Alaska is known for its abundant supply of some of the world’s best seafood, but researchers say that seafood could be negatively affected if the levels of carbon dioxide continue to rise and, in turn, lower the pH levels of world’s oceans.
It’s a trend called ocean acidification, and it could mean trouble for everything from crab to salmon.
"The Gulf of Alaska and the Bering Sea and the Arctic are more vulnerable to change of ocean acidification because of some unique factors and characteristics that are present up here," said National Oceanic and Atmospheric Administration researcher Jeremy Mathis.
Mathis said lower pH levels mean more acidic waters, a problem for species that grow shells. That includes crabs, shrimp, oysters and tiny creatures called terapods.
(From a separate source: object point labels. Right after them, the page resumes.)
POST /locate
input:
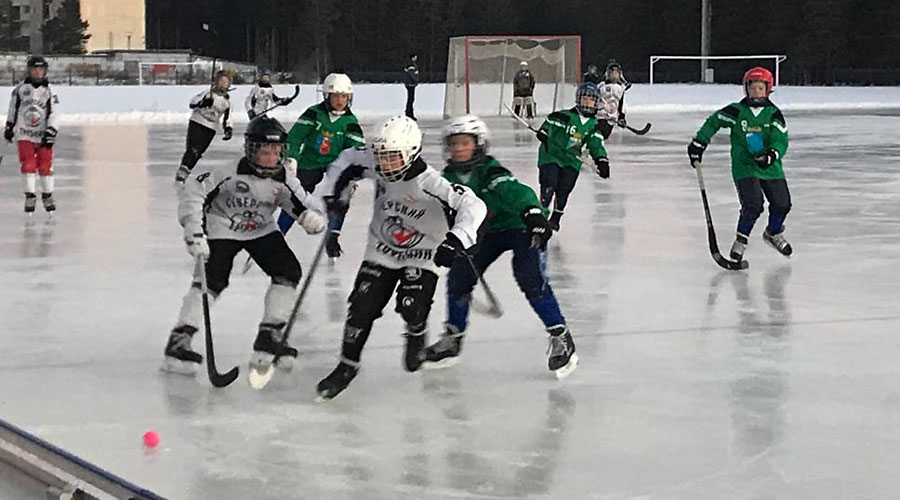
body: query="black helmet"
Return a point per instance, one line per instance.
(260, 132)
(36, 62)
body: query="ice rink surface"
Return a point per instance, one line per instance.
(782, 381)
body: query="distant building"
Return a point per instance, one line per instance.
(112, 24)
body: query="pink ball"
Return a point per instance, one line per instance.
(151, 439)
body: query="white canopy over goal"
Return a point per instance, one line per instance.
(480, 71)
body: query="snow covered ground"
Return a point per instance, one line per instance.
(777, 382)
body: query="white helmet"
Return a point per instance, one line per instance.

"We are seeing cases right now today where terapod shells are dissolving because the waters have become corrosive enough," said Mathis.
The rise is carbon dioxide levels is directly related to burning to fossil fuels, Mathis said.
"It's as simple as that," he added. "The more oil and gas we burn, the more CO2 we emit into the atmosphere, and that is the only driving force behind ocean acidification."
Mathis said NOAA is studying pH levels with buoys anchored in different bodies of water, and by taking research vessels out to areas they're interested in studying.
Some effects are being seen to the terapods that pink salmon feed on, but it's not entirely known how acidification will affect the pink salmon population. Researchers are trying to determine how, or if, the pink salmon can survive without the terapods.